FRESNO, Calif. (AP) _ Night after night of freezing temperatures has devastated California’s navel orange crop, the source of most of the nation’s fresh oranges each winter.

″This is way worse than I’ve ever seen,″ Bakersfield-area grower John Slikker Jr. said Monday.

″Yesterday, we cut these oranges in half ... It was just like cutting through a Popsicle.″

Dave Carman of the National Weather Service called the weather ″freeze-of- the-century stuff. This is probably the second-coldest freeze of the century. We are dealing with extreme record cold.″

Temperatures throughout the San Joaquin Valley citrus region dipped below 20 degrees from Friday night through Sunday night.

The forecast was for a slight warming Monday night and Tuesday morning - into the low and mid-20s. ″It’ll warm up just a tad, but you’re not going to feel it,″ said Marty Veloz of the weather service.

Navel oranges begin to show damage if the temperature falls to 25 or 26 degrees and stays at that level or below for at least four hours, said Cliff Holland of California Citrus Mutual, a grower organization.

Holland was gloomy when asked if the freeze had destroyed the crop.

″It sure looks like it, but I wouldn’t want to say that,″ he said. ″It will take some time to assess damage, but it looks bleak at this point.″

About 80 percent of the current crop remained on the trees, Holland said. The 1990-91 crop size had been estimated at 63 million cartons.

″Basically, I have written off the crop that is on the tree,″ said Chris Caviglia, a Tulare County grower. ″What I’m concerned about now is the crop for next year. I could very well lose it as well if the trees aren’t protected.″

Most of California’s navel oranges are sold on the fresh market, unlike Florida oranges, which are used mostly for juice and can sometimes be salvaged for processing after a freeze.

Because of that difference, Galen Moses, a spokesman for the Florida Department of Agriculture, said Monday it was too early to tell if Florida could profit from the freeze in California.

The navels were more vulnerable than normal this season because they were about two weeks late in maturing, leaving the rinds too thin to ward off much cold.

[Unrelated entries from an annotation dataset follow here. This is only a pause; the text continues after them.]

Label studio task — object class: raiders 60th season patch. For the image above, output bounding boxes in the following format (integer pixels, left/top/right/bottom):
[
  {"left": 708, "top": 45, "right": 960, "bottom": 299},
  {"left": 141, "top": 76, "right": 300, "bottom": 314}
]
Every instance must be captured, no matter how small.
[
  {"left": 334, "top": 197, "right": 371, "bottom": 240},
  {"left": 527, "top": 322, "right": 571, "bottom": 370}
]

California navels are harvested between November and June.

The 1989 navel orange crop was valued at $248 million, compared to $1.29 billion for the Florida orange production that year.

Growers and their employees stayed up four nights straight running wind machines and flooding orchards, which warms the trees a little because the water is above freezing.

″I’ve had very little sleep,″ Caviglia said. ″It’s been real depressing.″

Holland said California growers have been fortunate to avoid devastating freezes in the past. Some have saved for a bad year, but others will be hurt.

″I talk to growers who try to keep a minimum of one year’s farming costs in the bank, but we also have people in the industry with tremendous debt on groves,″ Holland said. ″There are going to be some hard times.″

Southern California lemons appeared to be less damaged, he added. No assessment of the loss to the state’s winter vegetables was available.